Talvin Singh - Ananta
Arriving in a new country is always something. Excitement and anxiety, knit together, wake us up after our layover in Bangladesh. A luxurious airport fools us on India. We onboard a taxi, with a rough driver who speaks no word of English - Kolkata, or Calcutta, as it was formerly known, is not a tourist destination. After a short altercation and help from security, we manage to agree on where to go. It’s all in his hands now.
The first taxi ride is always something. We don’t quite know where we are yet or how to behave; we can’t do anything but trust a stranger. Cambodia’s was friendly and peaceful; Myanmar’s was prepaid and carefully translated; Vietnam’s was our first ripoff; India’s is an adventure in itself. If the driving was crazy in the Philippines or Vietnam, Kolkata is a mix of delirium, schizophrenia, and sociopathy. No lanes, everyone just fills the holes, swerving to their heart’s content and honking incessantly - the only driving rule I can fathom, honk when I pass you, honk back if you don’t want me to. And unlike in South East Asia, the driving is fast. If I had an inclination to try driving in every country, all hopes are gone now. But our driver is nothing short of a superhero with lightning speed reflexes as he swerves his car around every car and every corner. We’re in a small yellow crappy taxi version of Harry Potter’s bus.

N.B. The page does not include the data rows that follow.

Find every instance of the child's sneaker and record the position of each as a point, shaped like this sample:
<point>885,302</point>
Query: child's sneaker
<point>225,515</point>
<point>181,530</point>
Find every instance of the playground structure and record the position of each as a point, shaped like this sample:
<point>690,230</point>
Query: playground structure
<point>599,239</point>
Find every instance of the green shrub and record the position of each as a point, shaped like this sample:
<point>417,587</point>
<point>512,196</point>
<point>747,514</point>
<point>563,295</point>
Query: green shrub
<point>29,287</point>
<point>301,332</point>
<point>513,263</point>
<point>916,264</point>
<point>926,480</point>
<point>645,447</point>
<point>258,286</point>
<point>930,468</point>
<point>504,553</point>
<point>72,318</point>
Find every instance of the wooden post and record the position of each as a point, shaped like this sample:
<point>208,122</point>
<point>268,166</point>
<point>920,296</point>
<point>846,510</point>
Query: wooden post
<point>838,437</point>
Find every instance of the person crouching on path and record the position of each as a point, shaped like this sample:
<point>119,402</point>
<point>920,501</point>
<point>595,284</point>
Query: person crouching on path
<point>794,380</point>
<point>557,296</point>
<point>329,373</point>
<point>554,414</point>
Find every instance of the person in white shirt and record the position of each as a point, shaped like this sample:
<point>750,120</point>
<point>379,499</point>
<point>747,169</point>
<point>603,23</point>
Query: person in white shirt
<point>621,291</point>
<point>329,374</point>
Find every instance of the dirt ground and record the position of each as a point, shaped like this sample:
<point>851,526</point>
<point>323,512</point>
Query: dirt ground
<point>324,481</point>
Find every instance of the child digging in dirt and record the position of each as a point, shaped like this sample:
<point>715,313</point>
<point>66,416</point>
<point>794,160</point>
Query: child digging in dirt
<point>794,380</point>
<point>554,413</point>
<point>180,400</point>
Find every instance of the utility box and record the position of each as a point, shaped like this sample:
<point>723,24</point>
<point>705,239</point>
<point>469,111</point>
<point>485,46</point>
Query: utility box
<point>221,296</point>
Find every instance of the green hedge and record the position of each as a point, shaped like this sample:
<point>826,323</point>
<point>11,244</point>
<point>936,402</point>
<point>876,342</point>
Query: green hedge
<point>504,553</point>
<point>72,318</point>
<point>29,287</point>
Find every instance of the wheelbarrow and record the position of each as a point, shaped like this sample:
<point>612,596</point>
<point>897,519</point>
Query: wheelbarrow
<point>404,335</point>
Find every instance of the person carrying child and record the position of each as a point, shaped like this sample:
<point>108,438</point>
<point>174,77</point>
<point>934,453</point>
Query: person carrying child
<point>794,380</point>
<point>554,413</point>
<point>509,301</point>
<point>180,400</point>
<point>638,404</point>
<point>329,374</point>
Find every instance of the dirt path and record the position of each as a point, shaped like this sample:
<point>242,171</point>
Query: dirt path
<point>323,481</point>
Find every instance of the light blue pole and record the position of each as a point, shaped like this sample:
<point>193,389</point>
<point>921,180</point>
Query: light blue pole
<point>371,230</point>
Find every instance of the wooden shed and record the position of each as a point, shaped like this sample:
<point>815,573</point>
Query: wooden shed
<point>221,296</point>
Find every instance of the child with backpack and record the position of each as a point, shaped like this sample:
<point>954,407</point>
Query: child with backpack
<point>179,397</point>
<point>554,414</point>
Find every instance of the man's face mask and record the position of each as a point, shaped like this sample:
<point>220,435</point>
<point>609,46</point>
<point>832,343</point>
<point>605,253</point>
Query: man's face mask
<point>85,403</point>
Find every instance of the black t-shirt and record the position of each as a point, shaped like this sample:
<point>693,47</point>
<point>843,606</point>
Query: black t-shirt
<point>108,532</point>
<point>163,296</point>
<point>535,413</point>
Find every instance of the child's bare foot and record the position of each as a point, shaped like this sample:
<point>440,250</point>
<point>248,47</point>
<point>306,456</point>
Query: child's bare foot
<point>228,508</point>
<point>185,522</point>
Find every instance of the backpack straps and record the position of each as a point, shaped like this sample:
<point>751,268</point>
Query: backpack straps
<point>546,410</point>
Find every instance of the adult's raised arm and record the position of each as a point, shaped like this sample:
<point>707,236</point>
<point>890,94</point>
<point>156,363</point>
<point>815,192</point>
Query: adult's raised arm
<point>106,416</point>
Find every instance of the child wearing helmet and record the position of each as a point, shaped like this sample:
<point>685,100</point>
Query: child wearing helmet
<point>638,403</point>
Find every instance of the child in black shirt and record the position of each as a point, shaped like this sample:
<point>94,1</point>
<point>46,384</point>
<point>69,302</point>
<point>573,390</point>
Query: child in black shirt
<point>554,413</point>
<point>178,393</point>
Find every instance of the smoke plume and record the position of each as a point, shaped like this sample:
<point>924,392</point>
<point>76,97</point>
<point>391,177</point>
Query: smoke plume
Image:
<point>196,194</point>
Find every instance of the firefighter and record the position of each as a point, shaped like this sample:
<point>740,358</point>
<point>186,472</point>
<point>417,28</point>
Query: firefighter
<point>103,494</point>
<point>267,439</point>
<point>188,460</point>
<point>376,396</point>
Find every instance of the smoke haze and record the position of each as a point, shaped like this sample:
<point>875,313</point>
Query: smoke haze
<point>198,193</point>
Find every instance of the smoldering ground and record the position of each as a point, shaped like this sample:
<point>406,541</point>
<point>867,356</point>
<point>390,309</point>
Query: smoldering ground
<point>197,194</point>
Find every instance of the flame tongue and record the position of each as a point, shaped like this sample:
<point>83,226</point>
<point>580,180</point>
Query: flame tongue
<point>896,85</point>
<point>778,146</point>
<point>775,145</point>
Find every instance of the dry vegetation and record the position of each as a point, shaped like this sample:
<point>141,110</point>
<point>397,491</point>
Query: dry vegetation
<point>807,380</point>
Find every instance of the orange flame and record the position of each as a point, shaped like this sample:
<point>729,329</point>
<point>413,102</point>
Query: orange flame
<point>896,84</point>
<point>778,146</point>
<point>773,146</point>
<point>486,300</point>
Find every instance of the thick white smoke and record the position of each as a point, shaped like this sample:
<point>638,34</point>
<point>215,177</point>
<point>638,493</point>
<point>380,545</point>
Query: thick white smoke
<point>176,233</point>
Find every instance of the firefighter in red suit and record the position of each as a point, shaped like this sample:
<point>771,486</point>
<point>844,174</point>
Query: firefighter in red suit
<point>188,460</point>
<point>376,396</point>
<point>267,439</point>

But India is always something, as we soon figure out. A night at the Sunflower Guesthouse and we’re off to visit Kolkata in only a day. A large breakfast replaces the missed dinner and then we board another yellow taxi. Our first stop is the Flower Market. “Why?” he asks. Maybe a question we should have taken more seriously.
The driver stops a short walk before the market, maybe ten minutes, but those will be the most intense of our day. Kolkata shows us its poorest side, living on the banks of the river, as we traverse a slum amongst curious gazes. Madie is being stared at intently by the many men. I stay close to her, staring back at whoever spends too long looking at her. Roaming dogs and dirty geese share the puddle of mud on the side, in between trucks and buses on their second or third life. The houses are a single hut, with an open fire sizzling the upcoming lunch.
The Mallik Ghat Flower Market looks much of the same with the addition of bright, colorful flowers, many festively strung together as garlands for ceremonies or celebrations. The environment is hypnotizing; a completely different place than we’ve ever been - we are so far from South East Asia. My senses are on overload, with a million things to see - displays of flowers by shirtless men, large stacks of unsold, rotting ones, bees buzzing about; a million things to hear - tight crowds discussing prices, amongst porters wanting to pass through; and too many things to smell - a mix of flowers, armpits, and fried food.
We walk down the streets, managing to cross safely. Buildings are worn down, sidewalks so filled with stalls we have to walk on the road, amongst the many, many other people. Anywhere we look, we can see a hundred people or more, mostly men - we will learn later that the women usually stay home. The honking is omnipresent, to a point where we get used to it and tune it out. The traffic jam is a sight in itself, with cars filling in every spot to gain a few inches, creating a few additional lanes in the process. I see an ambulance stuck in the jam, a small van with a woman with an IV in the backseat - no room for a bed, it doesn’t look like there’s AC either. I hope it’s not too urgent - no one is moving at its siren.
A simple lunch of rice, curry, and tofu for ₹40 ($0.60 cents) and two samosas for ₹10. The food is nothing short of delicious, with a depth in flavor we have been missing. The street chai in a clay cup is the perfect conclusion. We walk through the large park with no one else but a few free horses roaming around, eventually getting to the Victoria Memorial for a nice break from the buzz, with interludes of strangers wanting our picture (and us getting to take photos in return).
Another forty-five-minute ride in traffic to visit the Mother’s house, the mission where Mother (now Saint) Teresa did most of her work in the heart of Kolkata, fighting for lepers in slums. We’re happy to be in this peaceful place, learning about someone who cared deeply of unbound love to people, regardless of their religion. A meditative walk back amongst the noise of the city, before a dinner of the famous Kolkata kathi rolls and our first ration of butter chicken masala. We already can’t get enough of the food, at least there’s no beer here to add to our calorie count. At 4:30 am, we already have to leave Kolkata for Varanasi, with already so much experienced in India. This was only day one.
Kolkata has less to offer than the famed cities of India, but it still bears a character worth visiting for the traveler. It is also a good stopover before heading to Darjeeling, which we unfortunately missed.
- The Mallik Ghat Flower Market was quite an experience.
- The Victoria Memorial is simple but holds a nice park worth the trouble for some quiet time.
- Food-wise, Chicken Tikka Masala and Kolkata kathi rolls should not be missed. We had ours at Nizam’s Restaurant. You can also find delicious street food on James Hickey Sarani Street.